On April 22, 2009, the Federal Trade Commission (FTC) issued a report on recent and upcoming developments in the mobile commerce market, summarizing discussions from nine public town hall sessions on topics ranging from mobile security and location-based services to best practices for billing, complaints, and customer dispute resolution. Although the report generally praised the innovation by participants in the mobile marketplace, the FTC noted three areas of potential concern and future regulation: 1) cost disclosures for mobile services, 2) unwanted or harmful mobile text messages, and 3) privacy challenges related to children’s use of smartphones to access the mobile web.
The FTC also announced a plan to expedite its review of the Children’s Online Privacy Protection Rule to 2010, rather than 2015 as originally planned. In light of the FTC’s report, mobile service providers, equipment manufacturers, and application developers should review their policies to ensure compliance with industry best practices and should continue to monitor regulatory and legislative developments at both the state and federal levels.
The Current Mobile Marketplace
As discussed in the report, mobile commerce (M-commerce) continues to evolve. The FTC cited virtually unanimous predictions of continued growth in the use of mobile services, as prices drop, bandwidth and Internet access speeds increase, and consumers increasingly adapt to non-voice services from smartphones. The report also noted that the potential explosion of commercial uses of mobile devices—including mobile marketing and advertising—may require greater consumer privacy protections.
Areas of FTC Concern
Billing and Customer Service. The report identified industry-wide problems in the areas of consumer billing, disclosures, complaint handling, and dispute resolution. Though representatives at the town hall sessions outlined best practices in the areas of mobile services and M-commerce, the FTC noted that these procedures remain opaque to consumers. The FTC also commented in the report that industry guidelines should be publicized better and reviewed frequently to ensure adequate consumer protection.
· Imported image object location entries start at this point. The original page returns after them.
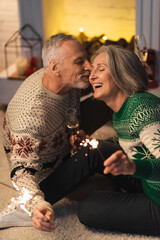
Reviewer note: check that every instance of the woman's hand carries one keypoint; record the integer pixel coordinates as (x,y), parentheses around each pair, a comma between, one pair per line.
(118,163)
(75,140)
(43,219)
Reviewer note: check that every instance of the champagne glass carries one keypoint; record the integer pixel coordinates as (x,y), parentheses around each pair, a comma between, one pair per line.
(72,121)
(72,125)
(140,47)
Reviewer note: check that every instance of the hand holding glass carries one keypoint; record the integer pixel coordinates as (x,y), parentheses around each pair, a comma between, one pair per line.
(140,47)
(72,121)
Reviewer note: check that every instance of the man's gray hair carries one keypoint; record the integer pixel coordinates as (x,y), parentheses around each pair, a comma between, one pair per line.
(126,69)
(51,47)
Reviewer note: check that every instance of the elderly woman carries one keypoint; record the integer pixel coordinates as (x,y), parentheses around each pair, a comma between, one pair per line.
(119,79)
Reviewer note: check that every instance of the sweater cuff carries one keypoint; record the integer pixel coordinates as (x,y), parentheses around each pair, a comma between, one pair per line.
(143,168)
(42,204)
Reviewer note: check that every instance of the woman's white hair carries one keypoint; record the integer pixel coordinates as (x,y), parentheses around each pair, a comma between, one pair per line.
(52,46)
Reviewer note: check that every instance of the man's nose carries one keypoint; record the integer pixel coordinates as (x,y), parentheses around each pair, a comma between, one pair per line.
(92,75)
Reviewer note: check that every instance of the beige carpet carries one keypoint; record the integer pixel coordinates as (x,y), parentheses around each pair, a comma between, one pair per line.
(67,225)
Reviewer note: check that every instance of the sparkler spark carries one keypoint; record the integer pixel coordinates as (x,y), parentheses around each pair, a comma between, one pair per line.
(92,142)
(94,145)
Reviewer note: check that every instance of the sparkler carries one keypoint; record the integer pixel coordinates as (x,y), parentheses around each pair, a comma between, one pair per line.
(93,143)
(24,196)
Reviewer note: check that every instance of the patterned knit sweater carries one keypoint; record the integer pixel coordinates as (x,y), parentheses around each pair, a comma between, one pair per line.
(137,124)
(35,135)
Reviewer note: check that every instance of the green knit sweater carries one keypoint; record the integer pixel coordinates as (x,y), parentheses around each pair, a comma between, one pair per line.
(137,125)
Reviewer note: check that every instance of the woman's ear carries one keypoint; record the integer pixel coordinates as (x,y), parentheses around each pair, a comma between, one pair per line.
(54,66)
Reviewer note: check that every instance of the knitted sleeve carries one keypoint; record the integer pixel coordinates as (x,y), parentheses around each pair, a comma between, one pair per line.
(25,165)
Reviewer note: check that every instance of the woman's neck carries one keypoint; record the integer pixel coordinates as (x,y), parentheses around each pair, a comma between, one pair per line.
(116,103)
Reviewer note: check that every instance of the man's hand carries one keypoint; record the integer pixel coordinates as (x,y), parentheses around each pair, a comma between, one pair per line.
(42,219)
(118,163)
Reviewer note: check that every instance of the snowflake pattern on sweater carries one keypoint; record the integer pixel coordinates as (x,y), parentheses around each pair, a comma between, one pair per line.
(35,135)
(137,125)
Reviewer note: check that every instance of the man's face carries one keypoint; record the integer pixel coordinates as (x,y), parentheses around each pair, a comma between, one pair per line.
(74,66)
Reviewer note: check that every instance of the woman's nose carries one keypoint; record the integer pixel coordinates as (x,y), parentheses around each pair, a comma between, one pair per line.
(92,75)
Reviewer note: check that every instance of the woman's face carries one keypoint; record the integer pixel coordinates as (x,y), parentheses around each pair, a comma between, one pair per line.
(101,80)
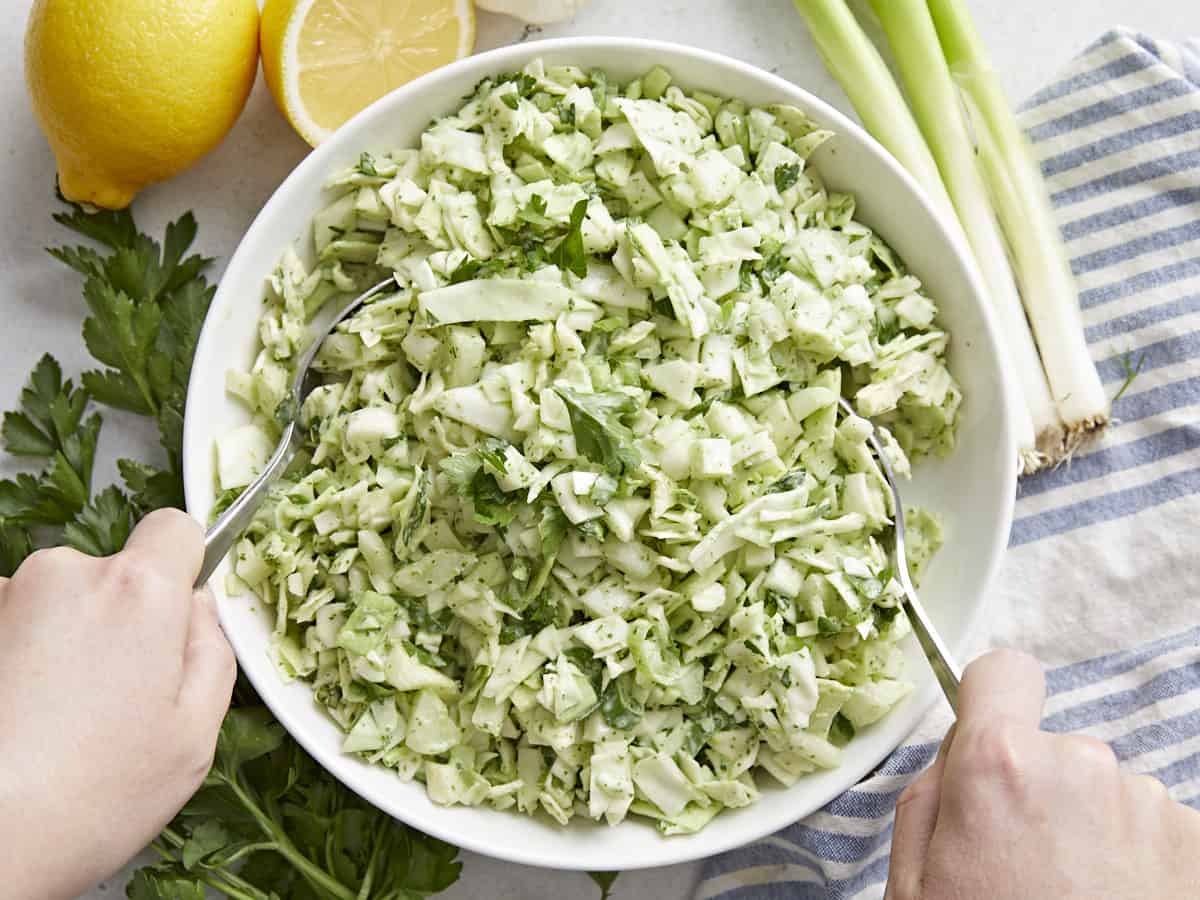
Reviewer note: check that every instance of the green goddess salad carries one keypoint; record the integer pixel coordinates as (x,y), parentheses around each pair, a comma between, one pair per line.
(579,527)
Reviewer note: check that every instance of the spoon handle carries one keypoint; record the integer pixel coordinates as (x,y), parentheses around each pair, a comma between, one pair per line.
(229,526)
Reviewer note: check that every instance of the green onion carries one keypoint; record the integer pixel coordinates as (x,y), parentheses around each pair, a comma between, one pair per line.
(1024,208)
(935,103)
(852,59)
(859,69)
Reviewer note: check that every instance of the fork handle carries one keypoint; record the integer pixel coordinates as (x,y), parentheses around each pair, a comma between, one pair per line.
(945,667)
(227,529)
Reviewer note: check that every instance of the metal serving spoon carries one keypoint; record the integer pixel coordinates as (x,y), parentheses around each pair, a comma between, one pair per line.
(945,667)
(226,531)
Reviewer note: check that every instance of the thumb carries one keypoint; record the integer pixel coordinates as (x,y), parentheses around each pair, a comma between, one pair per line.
(209,665)
(916,820)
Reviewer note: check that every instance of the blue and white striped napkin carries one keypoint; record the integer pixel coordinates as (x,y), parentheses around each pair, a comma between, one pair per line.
(1102,580)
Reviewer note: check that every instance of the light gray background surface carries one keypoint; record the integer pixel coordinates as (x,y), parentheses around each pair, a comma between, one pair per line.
(41,305)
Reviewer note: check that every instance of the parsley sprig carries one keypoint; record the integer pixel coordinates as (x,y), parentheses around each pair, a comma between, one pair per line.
(269,823)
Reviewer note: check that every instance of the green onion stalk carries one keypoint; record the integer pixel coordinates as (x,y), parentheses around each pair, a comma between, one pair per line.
(1019,193)
(942,161)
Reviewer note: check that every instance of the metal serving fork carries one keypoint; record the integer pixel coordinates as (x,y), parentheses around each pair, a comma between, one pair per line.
(945,667)
(226,531)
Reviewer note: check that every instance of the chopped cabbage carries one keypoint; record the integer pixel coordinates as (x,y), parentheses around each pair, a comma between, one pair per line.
(580,528)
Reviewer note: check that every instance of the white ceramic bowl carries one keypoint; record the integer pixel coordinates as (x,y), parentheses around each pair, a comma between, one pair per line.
(972,490)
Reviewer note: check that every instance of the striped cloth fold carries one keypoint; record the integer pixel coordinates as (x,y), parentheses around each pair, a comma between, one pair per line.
(1102,579)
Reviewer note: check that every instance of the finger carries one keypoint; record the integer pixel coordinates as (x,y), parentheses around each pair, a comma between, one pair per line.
(168,543)
(916,820)
(1002,685)
(209,666)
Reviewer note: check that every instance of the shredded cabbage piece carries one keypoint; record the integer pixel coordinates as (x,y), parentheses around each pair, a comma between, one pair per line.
(579,528)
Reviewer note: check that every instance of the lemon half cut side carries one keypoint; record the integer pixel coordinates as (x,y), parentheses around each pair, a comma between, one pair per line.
(327,60)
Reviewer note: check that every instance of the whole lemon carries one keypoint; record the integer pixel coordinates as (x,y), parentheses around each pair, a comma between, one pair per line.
(133,91)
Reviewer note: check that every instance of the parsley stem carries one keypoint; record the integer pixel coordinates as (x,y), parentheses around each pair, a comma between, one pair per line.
(225,881)
(286,849)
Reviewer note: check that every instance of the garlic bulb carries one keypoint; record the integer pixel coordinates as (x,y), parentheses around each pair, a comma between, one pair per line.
(537,12)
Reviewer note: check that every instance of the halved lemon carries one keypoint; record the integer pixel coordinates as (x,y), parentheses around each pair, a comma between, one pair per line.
(325,60)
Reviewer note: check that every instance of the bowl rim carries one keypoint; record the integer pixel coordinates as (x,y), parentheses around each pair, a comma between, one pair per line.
(327,155)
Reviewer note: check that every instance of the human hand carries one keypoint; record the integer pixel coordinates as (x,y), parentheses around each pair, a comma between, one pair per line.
(1008,811)
(114,677)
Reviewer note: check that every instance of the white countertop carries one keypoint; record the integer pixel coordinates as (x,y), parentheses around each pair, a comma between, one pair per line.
(42,306)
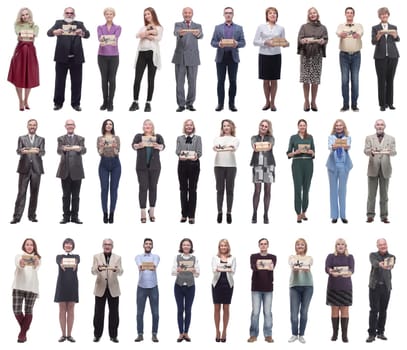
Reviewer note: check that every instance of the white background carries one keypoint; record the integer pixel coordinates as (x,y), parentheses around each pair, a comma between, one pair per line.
(127,231)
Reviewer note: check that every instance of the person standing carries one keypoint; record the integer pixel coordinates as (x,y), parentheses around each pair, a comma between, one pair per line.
(24,71)
(108,57)
(68,57)
(350,44)
(227,38)
(188,150)
(339,164)
(25,286)
(186,59)
(109,168)
(71,147)
(267,37)
(386,56)
(66,293)
(379,147)
(262,265)
(147,287)
(379,289)
(31,148)
(107,266)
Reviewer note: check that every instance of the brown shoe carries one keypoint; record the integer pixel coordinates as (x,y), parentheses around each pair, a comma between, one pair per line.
(252,339)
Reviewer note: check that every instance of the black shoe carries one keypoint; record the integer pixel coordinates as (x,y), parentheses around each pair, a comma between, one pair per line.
(229,218)
(371,338)
(134,107)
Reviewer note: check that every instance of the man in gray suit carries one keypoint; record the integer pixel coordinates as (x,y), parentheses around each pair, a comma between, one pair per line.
(186,59)
(379,148)
(70,171)
(31,148)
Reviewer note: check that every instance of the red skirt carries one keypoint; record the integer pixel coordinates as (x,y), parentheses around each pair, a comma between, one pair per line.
(24,71)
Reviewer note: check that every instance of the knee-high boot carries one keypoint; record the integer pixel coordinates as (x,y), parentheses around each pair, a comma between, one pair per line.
(335,327)
(344,327)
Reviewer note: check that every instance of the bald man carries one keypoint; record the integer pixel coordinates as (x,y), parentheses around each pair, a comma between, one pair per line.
(379,289)
(379,147)
(70,171)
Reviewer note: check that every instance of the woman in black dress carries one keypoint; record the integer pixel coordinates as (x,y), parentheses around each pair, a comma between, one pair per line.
(223,267)
(66,293)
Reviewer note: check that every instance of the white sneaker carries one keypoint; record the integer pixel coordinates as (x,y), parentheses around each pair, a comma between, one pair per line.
(293,339)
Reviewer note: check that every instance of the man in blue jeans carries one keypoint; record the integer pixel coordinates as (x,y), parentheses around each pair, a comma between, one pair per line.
(350,44)
(262,265)
(147,288)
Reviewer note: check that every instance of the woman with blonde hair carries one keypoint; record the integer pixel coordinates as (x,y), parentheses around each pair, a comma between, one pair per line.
(223,267)
(24,71)
(340,266)
(339,164)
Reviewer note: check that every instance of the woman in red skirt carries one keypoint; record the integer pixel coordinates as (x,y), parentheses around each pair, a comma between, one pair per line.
(24,72)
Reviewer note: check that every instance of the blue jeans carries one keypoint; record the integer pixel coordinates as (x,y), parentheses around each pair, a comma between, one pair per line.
(337,190)
(257,299)
(300,298)
(350,65)
(184,296)
(142,295)
(109,173)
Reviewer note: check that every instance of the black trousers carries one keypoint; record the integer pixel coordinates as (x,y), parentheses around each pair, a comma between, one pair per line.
(99,317)
(75,72)
(108,68)
(70,197)
(148,180)
(24,179)
(144,59)
(188,174)
(379,300)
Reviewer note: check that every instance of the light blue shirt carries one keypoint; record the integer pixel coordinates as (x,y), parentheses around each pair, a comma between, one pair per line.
(147,278)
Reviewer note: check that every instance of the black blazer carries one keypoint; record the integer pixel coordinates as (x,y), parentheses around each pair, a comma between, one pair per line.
(71,161)
(380,50)
(30,161)
(141,163)
(69,44)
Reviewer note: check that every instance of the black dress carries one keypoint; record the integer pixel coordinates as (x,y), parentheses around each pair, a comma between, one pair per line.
(67,283)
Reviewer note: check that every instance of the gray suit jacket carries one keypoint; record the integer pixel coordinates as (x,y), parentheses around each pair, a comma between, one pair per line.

Unwanted or Malicious Text Messages. The FTC affirmed that it will continue to partner with law enforcement officials to track the impact of unwanted mobile text messages, malware, and spyware on consumers. Mobile device users share responsibility with carriers, manufacturers, and software providers for the security of their handsets. However, many consumers disregard warnings about mitigating security risks, and the number of viruses, spammers, and data thieves continues to increase. Both the FTC and town hall participants acknowledged a particular need to educate consumers better about the privacy risks posed by third-party applications.
Children’s Use of Mobile Devices. The FTC stated that mobile service providers may need to increase their outreach and awareness efforts related to optional controls and functionality on mobile devices, especially for features relevant to parents. The report discussed several techniques to limit the ability of children—especially those who lack the capacity to distinguish content from commercials—to incur costs related to mobile purchases. The report also praised a recent industry initiative to educate parents about safety issues such as cyber-bullying. In addition, the town hall participants discussed technological ways to limit mobile phone-related disruptions in classroom settings while preserving the interest of parents to maintain potential contact with their children at all times.
The range of topics discussed and stakeholders involved in the FTC’s report on the mobile marketplace indicate that the agency will continue to monitor consumer protection in the mobile marketplace. Moreover, as this sphere evolves and mobile devices become integrated further into consumers’ lives, consumer groups are likely to seek increased regulation of mobile devices and applications. As a result, companies offering mobile products and solutions should continue to monitor regulatory and legislative developments in this area, while at the same time developing and complying with industry best practices.